Non-trivial $m$-quasi-Einstein metrics on simple Lie groups

TL;DR

This paper investigates $m$-quasi-Einstein metrics on simple Lie groups, establishing existence, invariance properties, and extending results to Lorentzian and non-compact cases, revealing many such metrics except for specific groups.

Contribution

It proves invariance of the vector field in compact cases, classifies existence of non-trivial $m$-quasi-Einstein metrics on simple Lie groups, and extends findings to Lorentzian and non-compact settings.

Findings

Compact simple Lie groups admit non-trivial $m$-quasi-Einstein metrics, except $SU(3)$, $E_8$, and $G_2$.

Most simple Lie groups have infinitely many such metrics.

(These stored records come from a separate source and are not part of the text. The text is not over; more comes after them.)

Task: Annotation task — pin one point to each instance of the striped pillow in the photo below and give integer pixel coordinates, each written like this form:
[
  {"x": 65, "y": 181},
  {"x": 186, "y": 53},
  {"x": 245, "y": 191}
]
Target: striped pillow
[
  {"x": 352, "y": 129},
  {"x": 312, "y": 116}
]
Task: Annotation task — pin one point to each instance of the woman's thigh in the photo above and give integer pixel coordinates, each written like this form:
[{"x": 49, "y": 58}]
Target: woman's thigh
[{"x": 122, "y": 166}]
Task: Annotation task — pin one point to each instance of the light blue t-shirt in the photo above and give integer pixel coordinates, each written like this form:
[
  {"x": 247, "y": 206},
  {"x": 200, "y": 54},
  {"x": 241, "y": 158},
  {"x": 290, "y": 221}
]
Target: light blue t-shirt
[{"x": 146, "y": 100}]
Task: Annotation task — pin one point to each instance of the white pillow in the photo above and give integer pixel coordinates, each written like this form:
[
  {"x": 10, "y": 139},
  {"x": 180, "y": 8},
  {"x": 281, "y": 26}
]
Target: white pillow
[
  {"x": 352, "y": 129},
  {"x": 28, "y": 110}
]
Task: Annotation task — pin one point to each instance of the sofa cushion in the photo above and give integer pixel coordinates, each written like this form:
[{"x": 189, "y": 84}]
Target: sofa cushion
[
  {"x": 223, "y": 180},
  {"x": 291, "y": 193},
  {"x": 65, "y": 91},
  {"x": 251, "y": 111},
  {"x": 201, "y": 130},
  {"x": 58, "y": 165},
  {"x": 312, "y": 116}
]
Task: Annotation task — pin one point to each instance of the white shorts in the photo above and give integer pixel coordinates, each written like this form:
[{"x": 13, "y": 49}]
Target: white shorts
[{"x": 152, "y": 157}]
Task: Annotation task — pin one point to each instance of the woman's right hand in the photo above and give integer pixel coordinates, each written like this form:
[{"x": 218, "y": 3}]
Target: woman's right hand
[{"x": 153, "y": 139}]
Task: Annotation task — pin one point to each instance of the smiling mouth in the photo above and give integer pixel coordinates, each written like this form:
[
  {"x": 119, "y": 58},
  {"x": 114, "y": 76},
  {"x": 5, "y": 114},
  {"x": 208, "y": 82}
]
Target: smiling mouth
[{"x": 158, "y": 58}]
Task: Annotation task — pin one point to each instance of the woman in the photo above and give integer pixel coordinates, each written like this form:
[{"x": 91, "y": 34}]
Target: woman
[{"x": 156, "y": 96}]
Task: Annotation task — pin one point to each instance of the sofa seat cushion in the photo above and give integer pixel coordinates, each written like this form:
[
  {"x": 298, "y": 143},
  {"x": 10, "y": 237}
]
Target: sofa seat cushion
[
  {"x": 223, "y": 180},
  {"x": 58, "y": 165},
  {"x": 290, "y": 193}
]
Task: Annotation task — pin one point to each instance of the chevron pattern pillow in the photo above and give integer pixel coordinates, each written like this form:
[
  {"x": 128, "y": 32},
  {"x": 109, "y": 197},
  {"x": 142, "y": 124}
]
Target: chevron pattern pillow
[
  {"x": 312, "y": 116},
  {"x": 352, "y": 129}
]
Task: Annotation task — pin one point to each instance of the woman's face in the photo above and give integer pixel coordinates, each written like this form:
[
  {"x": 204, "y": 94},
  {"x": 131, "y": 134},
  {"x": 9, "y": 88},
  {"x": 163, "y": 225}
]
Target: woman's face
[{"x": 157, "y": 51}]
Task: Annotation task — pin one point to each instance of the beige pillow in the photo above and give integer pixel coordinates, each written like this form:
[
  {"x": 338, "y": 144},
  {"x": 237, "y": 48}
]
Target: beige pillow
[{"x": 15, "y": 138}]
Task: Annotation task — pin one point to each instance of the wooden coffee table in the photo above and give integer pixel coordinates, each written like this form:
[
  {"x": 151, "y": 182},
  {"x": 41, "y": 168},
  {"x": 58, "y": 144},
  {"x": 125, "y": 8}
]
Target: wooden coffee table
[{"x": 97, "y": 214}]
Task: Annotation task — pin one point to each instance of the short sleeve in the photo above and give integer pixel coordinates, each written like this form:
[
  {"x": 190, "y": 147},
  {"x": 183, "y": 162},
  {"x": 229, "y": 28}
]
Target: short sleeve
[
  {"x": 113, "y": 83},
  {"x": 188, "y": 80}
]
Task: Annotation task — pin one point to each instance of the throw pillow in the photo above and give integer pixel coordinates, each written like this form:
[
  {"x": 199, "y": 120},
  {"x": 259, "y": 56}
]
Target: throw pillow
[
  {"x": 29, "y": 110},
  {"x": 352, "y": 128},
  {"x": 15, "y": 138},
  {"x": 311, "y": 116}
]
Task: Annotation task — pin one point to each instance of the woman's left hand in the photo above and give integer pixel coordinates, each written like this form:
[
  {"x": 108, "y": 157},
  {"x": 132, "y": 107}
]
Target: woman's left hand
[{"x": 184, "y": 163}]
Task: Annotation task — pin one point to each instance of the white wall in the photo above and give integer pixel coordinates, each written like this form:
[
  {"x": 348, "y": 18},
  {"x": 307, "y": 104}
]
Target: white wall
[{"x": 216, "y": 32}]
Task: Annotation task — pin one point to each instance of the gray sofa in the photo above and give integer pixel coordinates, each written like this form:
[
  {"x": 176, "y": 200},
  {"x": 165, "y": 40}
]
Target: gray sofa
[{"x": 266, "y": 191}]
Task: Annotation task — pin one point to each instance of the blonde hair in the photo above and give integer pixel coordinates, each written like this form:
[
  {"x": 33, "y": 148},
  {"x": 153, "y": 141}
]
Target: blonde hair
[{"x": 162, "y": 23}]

Existence of non-trivial $m$-quasi-Einstein Lorentzian metrics on all compact simple Lie groups.

Abstract

We call a metric $m$-quasi-Einstein if $Ric_X^m$, which replaces a gradient of a smooth function $f$ by a vector field $X$ in $m$-Bakry-Emery Ricci tensor, is a constant multiple of the metric tensor. It is a generalization of Einstein metrics which contains Ricci solitons. In this paper, we focus on left-invariant metrics on simple Lie groups. First, we prove that $X$ is a left-invariant Killing vector field if the metric on a compact simple Lie group is $m$-quasi-Einstein. Then we show that every compact simple Lie group admits non-trivial $m$-quasi-Einstein metrics except $SU(3)$, $E_8$ and $G_2$, and most of them admit infinitely many metrics. Naturally, the study on $m$-quasi-Einstein metrics can be extended to pseudo-Riemannian case. And we prove that every compact simple Lie group admits non-trivial $m$-quasi-Einstein Lorentzian metrics and most of them admit infinitely many metrics. Finally, we prove that some non-compact simple Lie groups admit infinitely many non-trivial $m$-quasi-Einstein Lorentzian metrics.